In February 2020, Wiremu and Anna applied to withdraw funds from their KiwiSaver accounts on the grounds of significant financial hardship (SFH). Wiremu and Anna’s KiwiSaver scheme supervisor agreed to a partial release from Wiremu’s account of $5,700, and a full release from Anna’s account of $300.
The amounts released were based on the supervisor’s analysis of Wiremu and Anna’s financial position, including their debts. $3,800 was released to cover three months of the couple’s deficit in meeting their living costs and debt payments. The other $2,200 released was to clear debt arrears.
Wiremu went back to the supervisor and said they should have agreed to release more funds so that he and Anna could completely pay off more of their debts. The supervisor said their decision to allow only a partial release was in line with the law and standard industry practice. Although in some circumstances KiwiSaver funds can be released to pay off debt arrears, funds would not be released to pay down other debts. The supervisor said Wiremu and Anna could make another withdrawal application in a few months’ time.
Wiremu complained to FSCL about the supervisor’s decision.
Although Wiremu and Anna understood that KiwiSaver funds couldn’t be released to pay off debt balances, they considered it did not make financial sense for them to have to continue making SFH withdrawal applications. Wiremu and Anna wanted the supervisor to release further funds so they could pay off their smaller to medium debts. This would create more room in their budget to pay down their larger debts faster and improve their overall financial position.
Clauses 10 and 11 of Schedule 1 of the KiwiSaver Act set out that a KiwiSaver supervisor can agree to the release of funds where a member cannot meet their minimum living expenses, if the supervisor is satisfied that alternative sources of funding have been exhausted. Further, the supervisor can release funds up to a specified amount which, in the supervisor’s opinion, is enough to alleviate the particular hardship.
We said that the supervisor had correctly applied the law in deciding to release only enough funds to pay off Wiremu and Anna’s arrears, so they could continue to meet their living expenses, while still paying their other debts to avoid those debts falling into arrears.
We also said that the purpose of SFH withdrawals is not to make a person’s financial position better. The release of funds on the grounds of SFH is essentially the ‘ambulance at the bottom of the cliff’. Once the arrears had been paid, Wiremu and Anna could continue to meet the minimum payments on their debts and pay their living expenses, with the help of the KiwiSaver ‘top up’.

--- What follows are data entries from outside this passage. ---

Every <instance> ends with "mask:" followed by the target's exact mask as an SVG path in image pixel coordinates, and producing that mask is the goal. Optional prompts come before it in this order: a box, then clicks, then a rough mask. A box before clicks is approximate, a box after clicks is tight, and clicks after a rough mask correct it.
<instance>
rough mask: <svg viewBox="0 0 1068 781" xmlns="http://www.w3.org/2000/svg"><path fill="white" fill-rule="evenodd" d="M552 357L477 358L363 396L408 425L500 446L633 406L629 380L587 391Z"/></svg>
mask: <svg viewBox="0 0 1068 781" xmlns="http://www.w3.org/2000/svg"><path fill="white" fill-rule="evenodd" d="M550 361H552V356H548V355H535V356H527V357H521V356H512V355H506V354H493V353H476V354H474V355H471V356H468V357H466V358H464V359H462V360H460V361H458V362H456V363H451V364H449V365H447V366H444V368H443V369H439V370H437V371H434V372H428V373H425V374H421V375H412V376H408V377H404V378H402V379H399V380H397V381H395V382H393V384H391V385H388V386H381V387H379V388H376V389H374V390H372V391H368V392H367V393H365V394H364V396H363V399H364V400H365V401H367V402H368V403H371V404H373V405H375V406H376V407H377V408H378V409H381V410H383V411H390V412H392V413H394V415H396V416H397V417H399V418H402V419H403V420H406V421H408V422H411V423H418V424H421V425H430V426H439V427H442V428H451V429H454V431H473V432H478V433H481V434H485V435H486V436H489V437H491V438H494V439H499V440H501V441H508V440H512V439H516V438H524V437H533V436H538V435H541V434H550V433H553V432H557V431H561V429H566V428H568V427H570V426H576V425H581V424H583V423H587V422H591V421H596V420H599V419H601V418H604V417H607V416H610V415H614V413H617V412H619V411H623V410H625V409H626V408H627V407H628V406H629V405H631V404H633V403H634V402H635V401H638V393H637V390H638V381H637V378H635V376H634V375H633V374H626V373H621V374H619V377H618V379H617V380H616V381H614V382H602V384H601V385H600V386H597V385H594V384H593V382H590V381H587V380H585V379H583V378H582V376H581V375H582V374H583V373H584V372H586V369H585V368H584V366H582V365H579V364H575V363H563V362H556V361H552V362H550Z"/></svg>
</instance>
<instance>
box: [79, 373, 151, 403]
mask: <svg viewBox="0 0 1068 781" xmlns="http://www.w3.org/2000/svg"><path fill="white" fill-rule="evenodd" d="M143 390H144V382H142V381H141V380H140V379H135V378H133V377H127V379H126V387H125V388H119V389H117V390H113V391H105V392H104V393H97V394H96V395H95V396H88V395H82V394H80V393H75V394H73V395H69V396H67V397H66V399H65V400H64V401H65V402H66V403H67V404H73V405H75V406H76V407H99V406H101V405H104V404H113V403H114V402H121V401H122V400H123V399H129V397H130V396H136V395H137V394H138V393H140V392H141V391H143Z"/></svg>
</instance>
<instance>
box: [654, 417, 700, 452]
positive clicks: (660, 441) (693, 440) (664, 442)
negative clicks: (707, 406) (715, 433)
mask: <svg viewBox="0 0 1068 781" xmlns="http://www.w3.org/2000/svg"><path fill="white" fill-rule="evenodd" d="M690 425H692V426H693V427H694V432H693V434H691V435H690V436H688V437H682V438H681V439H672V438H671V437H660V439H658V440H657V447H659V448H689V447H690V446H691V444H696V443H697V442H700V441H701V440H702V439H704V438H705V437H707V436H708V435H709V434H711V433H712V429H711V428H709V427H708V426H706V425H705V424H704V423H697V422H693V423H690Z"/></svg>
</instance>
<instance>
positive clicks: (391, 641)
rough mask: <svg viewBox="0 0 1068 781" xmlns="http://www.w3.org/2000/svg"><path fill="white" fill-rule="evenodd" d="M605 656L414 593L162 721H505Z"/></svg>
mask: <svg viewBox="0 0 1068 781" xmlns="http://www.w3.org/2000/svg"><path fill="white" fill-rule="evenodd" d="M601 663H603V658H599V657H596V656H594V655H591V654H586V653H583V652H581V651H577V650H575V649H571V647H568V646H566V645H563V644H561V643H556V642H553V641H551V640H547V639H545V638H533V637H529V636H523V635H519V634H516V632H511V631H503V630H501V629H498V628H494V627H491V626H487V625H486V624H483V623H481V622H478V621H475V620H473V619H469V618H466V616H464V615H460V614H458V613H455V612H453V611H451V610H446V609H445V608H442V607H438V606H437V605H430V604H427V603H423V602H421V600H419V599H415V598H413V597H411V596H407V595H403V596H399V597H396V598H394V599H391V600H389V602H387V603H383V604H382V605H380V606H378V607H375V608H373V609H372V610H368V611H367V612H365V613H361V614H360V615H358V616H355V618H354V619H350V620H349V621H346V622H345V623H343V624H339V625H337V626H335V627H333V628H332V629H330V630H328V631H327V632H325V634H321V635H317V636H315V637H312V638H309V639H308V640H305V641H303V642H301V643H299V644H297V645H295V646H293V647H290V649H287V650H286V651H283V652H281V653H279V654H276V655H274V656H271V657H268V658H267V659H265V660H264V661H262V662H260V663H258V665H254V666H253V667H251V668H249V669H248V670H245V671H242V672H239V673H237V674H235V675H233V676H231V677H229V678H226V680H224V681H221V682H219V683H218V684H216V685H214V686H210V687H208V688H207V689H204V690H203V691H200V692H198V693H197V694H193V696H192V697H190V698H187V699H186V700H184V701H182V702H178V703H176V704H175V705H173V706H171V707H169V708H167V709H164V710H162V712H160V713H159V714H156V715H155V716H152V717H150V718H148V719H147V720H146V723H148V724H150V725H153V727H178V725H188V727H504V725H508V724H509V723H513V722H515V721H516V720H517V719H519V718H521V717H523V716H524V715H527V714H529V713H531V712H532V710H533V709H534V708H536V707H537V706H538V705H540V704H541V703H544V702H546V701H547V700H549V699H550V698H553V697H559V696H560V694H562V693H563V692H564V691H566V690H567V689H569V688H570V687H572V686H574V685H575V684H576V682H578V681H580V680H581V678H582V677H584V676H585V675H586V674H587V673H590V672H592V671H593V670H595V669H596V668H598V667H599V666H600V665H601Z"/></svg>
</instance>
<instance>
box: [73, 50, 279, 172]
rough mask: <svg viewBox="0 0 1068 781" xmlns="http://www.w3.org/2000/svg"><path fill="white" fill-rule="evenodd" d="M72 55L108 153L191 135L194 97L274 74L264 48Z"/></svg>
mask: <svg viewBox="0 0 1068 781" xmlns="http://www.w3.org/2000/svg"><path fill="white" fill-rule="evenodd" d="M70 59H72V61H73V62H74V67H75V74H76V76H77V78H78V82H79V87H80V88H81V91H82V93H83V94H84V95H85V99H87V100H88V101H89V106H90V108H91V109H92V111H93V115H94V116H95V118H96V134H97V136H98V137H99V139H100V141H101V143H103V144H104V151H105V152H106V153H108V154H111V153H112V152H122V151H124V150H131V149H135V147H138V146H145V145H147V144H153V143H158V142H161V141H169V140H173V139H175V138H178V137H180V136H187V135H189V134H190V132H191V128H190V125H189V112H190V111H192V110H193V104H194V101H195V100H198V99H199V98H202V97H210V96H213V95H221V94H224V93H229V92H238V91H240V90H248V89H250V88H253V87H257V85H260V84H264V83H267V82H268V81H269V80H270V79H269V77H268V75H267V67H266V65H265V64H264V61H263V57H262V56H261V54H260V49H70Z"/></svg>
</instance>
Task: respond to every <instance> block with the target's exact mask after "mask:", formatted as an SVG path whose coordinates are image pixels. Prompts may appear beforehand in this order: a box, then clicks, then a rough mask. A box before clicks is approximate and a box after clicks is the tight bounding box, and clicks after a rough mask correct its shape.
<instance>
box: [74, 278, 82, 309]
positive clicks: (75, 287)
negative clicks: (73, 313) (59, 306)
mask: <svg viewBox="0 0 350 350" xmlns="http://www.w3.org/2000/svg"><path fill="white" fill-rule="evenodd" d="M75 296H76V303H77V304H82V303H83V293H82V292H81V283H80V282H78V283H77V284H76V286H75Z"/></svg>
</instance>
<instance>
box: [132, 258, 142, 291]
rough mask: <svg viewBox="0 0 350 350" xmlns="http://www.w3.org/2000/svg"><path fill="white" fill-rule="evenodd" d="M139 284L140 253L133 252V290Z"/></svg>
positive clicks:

At the same time, we could appreciate Wiremu and Anna’s view that they appeared to be in a constant cycle of applying for SFH withdrawals. However, if the supervisor agreed to release some lump sums so Wiremu and Anna could pay some of their debts in full, they would end up in a worse financial position. The level of Wiremu and Anna’s debt meant that, unless there was a dramatic change in their financial position, it was inevitable that all the KiwiSaver funds would soon be exhausted by them making SFH withdrawals. The difference was that if the supervisor allowed the release of lump sums to pay off some smaller debts, Wiremu and Anna’s KiwiSaver funds would run out in about 10 months, as opposed to 16 months if the supervisor just released the ‘top up’ amounts every 3 months.
As time consuming and stressful as it was for Wiremu and Anna to continue making SFH withdrawals, that appeared to be the better option for them. Wiremu and Anna accepted our decision, and the complaint was discontinued. We had concerns that because Wiremu and Anna had fallen into arrears so quickly with some of their loans, there may have been some irresponsible lending and suggested to Wiremu and Anna they may want to talk to their lenders.
Insights for consumers
It is a common misconception that KiwiSaver funds can be drawn on to pay debt. It also seems counter-intuitive to many people, especially in the current economic climate, to have funds locked in a KiwiSaver account, while that person is also servicing debt. However, unless you’re withdrawing funds to purchase a first home, the thresholds to withdraw funds earlier than retirement are necessarily high. The ultimate purpose of KiwiSaver is to save for one’s retirement and allowing lump sum withdrawals to pay down debt undermines that purpose.